The subprocess module

The subprocess module is useful for running external processes, and thus preferred if you plan on using an external thumbnail maker like imagemagick's convert. Code example:

import subprocess as sp

processes=[sp.Popen('your-command-here', shell=True, 
                    stdout=sp.PIPE, stderr=sp.PIPE) for i in range(12)]

Now, iterate over processes. If any process has finished (using subprocess.poll()), remove it and add a new process to your list.

like image 56
Adam Matan Avatar answered Dec 27 '22 13:12

Adam Matan


Like others have answered, subprocesses is usually preferable to threads. multiprocessing.Pool makes it easy to use exactly as many subprocesses as you want, for instance like this:

import os
from multiprocessing import Pool

def process_file(filepath):
    [if filepath is an image file, resize it]

def enumerate_files(folder):
    for dirpath, dirnames, filenames in os.walk(folder):
       for fname in filenames:
           yield os.path.join(dirpath, fname)

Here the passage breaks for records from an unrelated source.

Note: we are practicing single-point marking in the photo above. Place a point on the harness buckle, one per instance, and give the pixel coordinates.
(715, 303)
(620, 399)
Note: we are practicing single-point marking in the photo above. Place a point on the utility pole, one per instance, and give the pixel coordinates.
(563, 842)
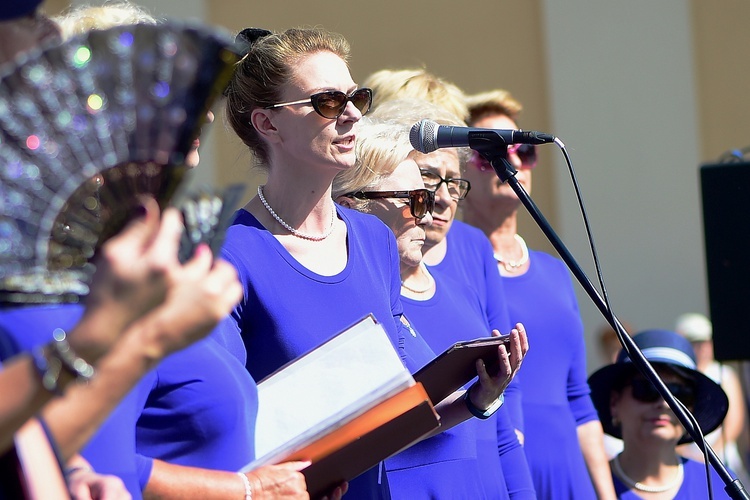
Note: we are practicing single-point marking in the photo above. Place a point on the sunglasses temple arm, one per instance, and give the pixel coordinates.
(507, 173)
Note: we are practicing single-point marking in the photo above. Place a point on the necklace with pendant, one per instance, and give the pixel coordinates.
(512, 265)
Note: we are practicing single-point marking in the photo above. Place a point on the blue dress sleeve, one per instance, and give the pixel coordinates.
(579, 398)
(513, 459)
(514, 402)
(144, 465)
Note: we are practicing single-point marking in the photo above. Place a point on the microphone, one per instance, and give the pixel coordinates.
(427, 136)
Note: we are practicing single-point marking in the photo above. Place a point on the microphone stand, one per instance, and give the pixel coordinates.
(489, 146)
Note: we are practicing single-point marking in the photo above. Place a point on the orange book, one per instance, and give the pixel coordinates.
(383, 431)
(345, 406)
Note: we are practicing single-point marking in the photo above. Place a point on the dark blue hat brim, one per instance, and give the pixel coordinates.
(711, 403)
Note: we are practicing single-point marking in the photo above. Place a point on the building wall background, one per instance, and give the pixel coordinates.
(640, 92)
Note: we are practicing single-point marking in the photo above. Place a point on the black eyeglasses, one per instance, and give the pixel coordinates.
(526, 153)
(458, 188)
(645, 392)
(421, 201)
(331, 104)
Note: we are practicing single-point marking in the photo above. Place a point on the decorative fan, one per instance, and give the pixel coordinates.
(207, 215)
(86, 128)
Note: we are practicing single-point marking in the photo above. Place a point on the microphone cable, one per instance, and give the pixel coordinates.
(626, 341)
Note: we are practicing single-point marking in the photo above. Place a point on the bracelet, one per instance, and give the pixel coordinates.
(48, 369)
(248, 486)
(78, 367)
(72, 470)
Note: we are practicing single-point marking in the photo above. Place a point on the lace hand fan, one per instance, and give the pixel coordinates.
(207, 215)
(86, 129)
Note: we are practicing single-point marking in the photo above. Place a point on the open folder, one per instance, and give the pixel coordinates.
(350, 403)
(344, 406)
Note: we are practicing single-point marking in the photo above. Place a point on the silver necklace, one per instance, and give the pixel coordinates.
(296, 232)
(643, 487)
(430, 279)
(512, 265)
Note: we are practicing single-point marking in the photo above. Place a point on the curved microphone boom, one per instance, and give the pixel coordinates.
(427, 136)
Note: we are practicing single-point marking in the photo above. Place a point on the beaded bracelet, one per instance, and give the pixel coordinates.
(49, 363)
(49, 369)
(248, 486)
(61, 349)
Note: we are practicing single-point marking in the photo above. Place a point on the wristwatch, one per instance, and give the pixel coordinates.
(483, 414)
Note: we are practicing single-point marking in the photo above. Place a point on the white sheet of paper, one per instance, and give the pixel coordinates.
(326, 388)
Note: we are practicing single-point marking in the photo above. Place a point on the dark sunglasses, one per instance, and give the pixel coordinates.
(645, 392)
(457, 188)
(332, 103)
(421, 201)
(526, 153)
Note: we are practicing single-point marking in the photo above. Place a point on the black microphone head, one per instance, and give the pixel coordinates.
(423, 136)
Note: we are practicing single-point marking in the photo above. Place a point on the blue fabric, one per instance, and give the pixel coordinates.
(112, 449)
(13, 9)
(453, 314)
(694, 485)
(470, 259)
(201, 410)
(555, 392)
(287, 310)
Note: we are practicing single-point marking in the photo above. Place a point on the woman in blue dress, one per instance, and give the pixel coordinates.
(443, 311)
(556, 404)
(311, 268)
(631, 409)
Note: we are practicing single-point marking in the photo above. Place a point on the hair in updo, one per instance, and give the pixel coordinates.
(267, 66)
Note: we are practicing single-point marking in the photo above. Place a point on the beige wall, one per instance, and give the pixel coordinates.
(722, 45)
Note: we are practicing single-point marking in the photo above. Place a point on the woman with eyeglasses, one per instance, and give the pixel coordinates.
(455, 249)
(442, 312)
(311, 268)
(630, 408)
(556, 404)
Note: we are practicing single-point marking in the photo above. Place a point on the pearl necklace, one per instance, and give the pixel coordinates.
(512, 265)
(430, 279)
(643, 487)
(296, 232)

if __name__ == '__main__':
    pool = Pool(12) # or omit the parameter to use CPU count
    # use pool.map() only for the side effects, ignore the return value
    pool.map(process_file, enumerate_files('.'), chunksize=1)

The chunksize=1 parameter makes sense if each file operation is relatively slow compared to communicating with each subprocess.